19 September 2002, Volume 2, Number 33
SPOTLIGHT
THE MERGER BETWEEN CRIME AND TERRORISM
By Roman Kupchinsky

In the early 20th century, Russian revolutionaries raised money to finance the Bolshevik party by robbing banks. One of the more renowned bank robbers of that era was a former seminarian from Georgia, Josef Dzugashvili, known later as Joseph Stalin. Members of the Irish Republican Army were reported to have been in league with Colombian narcotics cartels in their quest for funding. The Organization of Ukrainian Nationalists robbed Polish post offices in the 1930s in order to raise cash. The FARC guerrilla movement in Colombia overtly sells cocaine to finance its activities. These are but a few examples of how criminal activities have been used by movements (terrorist or revolutionary) in order to fill coffers to pay for items like guns, printing presses, Semtex, or flight training.

The line dividing crime and terrorism is an amorphous one at best. The kidnapping of innocent civilians held for ransom in the Chechen conflict is a case in point. Are the kidnappers merely Chechen bandits, or are they "freedom fighters" using an ancient method to raise cash to buy weapons from enemy Russian soldiers? Will the proceeds from the release of schoolchildren held hostage by a group of terrorists be used to further their murderous activities or will those rubles be used to fight the Russian army that is destroying their villages?
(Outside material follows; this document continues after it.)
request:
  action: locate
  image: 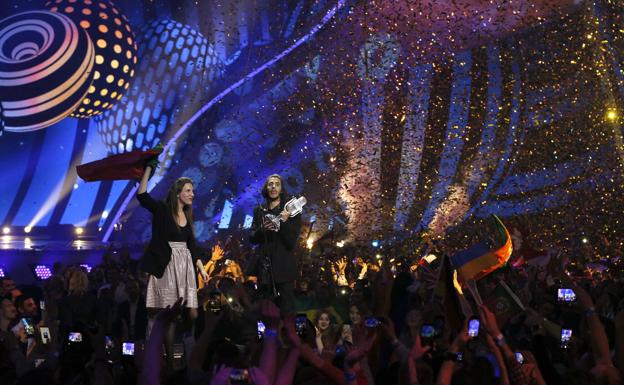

Where did Al-Qaeda find the estimated $500,000 required to pay for the flight training, travel, phone calls, and flight tickets for the 19 men who attacked America on 11 September? Was this merely money belonging to one individual, or was it money raised from the sale of Afghan opium to criminal drug cartels in Europe for resale on the streets of Berlin and Amsterdam?

Many experts claim that the fight against terrorism and organized crime represents two sides of the same coin. While organized crime may have a broad range of ends, the means that organized criminals and terrorists employ are essentially the same.

Speaking at a hearing of the U.S. House of Representatives Committee on International Relations on 1 October 1997, the committee chairman at the time, Benjamin Gilman (Republican-New York) said: "Up until recently, most of us have viewed the problems of drug trafficking, organized crime, and terrorism as issues of obvious concern, really only of marginal nature, though. In other words, drugs were only a danger to a small percentage of our citizenry; that organized crime was a menace, but restricted to car theft, gambling scams, and racketeering in larger cities. And finally, the terrorist groups were dangerous but were usually operating in foreign countries and could only muster up an occasional suicide bomber.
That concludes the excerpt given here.